Step 6: Populate the Access Tab

On the Access tab, specify the privacy settings for the data source and give access to users.

Step 7: Populate General Settings

On the General Settings tab, perform the following:

  • Select the Enable Kerberos Authentication checkbox.

  • Select the Use Keytab checkbox and upload the .keytab file using the Upload Keytab button.

    ../../_images/StarburstPresto_04.png

Metadata Extraction

Enable Presto Parser

For your data source, enable the Presto parser grammar on the Alation server before performing extraction.

  1. Find your data source ID. See How to Find Data Source ID for more information.

  2. On the Alation server, enter the Alation shell.

    sudo /etc/init.d/alation shell
    
  3. Change the user to alation.

    sudo su alation
    
  4. Go to the directory /opt/alation/django.

    cd /opt/alation/django
    
  5. Run a one-off script from this directory to enable Presto parser grammar for your Starburst data source, substituting <id> with the data source ID.

    python -m rosemeta.one_off_scripts.assign_customdb_parser_dbtype -ds_id <id> -parser_dbtype presto
    
  6. Exit from the user alation.

    exit
    
  7. Exit from the Alation shell.

    exit
    

Perform Metadata Extraction

Configure and perform metadata extraction and verify the results:

  • In Settings > Custom Settings, set the Catalog Object Definition to Catalog.Schema.Table:

    ../../_images/StarburstPresto_02.png
  • In Settings > Metadata Extraction, set up and perform MDE. Refer to Metadata Extraction From Custom DB for details.

Profiling

Configure and perform Sampling and Profiling:

  • Users can run a sample for an individual table on the Samples tab of the table catalog page or profile an individual column on the Overview tab of the column page.

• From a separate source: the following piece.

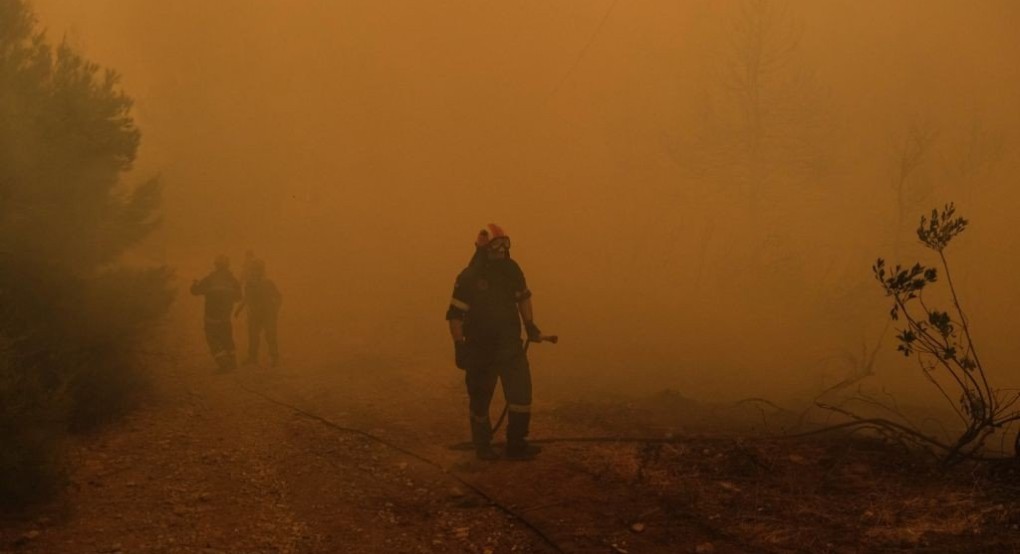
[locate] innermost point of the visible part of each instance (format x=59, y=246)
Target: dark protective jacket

  • Automatic full and selective profiling is supported.

  • Use the Per-Object Parameters in Settings to specify which objects to profile.

  • Custom query-based sampling is supported. Custom Query-Based Sampling allows you to provide a custom query for profiling each specific table.

  • Deep column profiling (Profiling V2) is supported.

Query Log Ingestion

On the Query Log Ingestion tab, provide the query given below in the Query to Execute field and click Save:

SELECT
  user AS userName,
  query AS queryString,
  source AS defaultDatabases,
  False AS sessionId,
  created AS sessionStartTime,
  started AS startTime,
  False AS cancelled,
  date_diff('second',"started", "end") AS secondsTaken,
  query_id AS sequence
  FROM system.runtime.queries
    WHERE state ='FINISHED'
    AND started between timestamp 'STARTTIME1' and timestamp 'STARTTIME2'
  ORDER BY sessionId, startTime

Click Import to import the queries into Alation.

../../_images/StarburstPresto_03.png

Compose

Log into Compose:

  • Authenticate compose with your Starburst Enterprise credentials.

  • Use the Catalog.Schema.Table format for writing queries.

CREATE SCHEMA Queries

When writing the CREATE SCHEMA queries, include the data source location. The location can either be in Amazon S3 or HDFS, for example:

CREATE schema IF NOT EXISTS test_presto_profiling
  WITH (location = 's3://tf-altion-test-starburst-bucket/al/profiling');

Troubleshooting

Log location:

You can access most logs from inside the Alation chroot at /opt/alation/site/logs.

Logs to review:

  • Logs related to MDE: taskserver.log, taskserver_err.log.

  • Logs related to Compose: connector.log, connector_err.log.

  • Other errors: alation-error.log, alation-debug.log.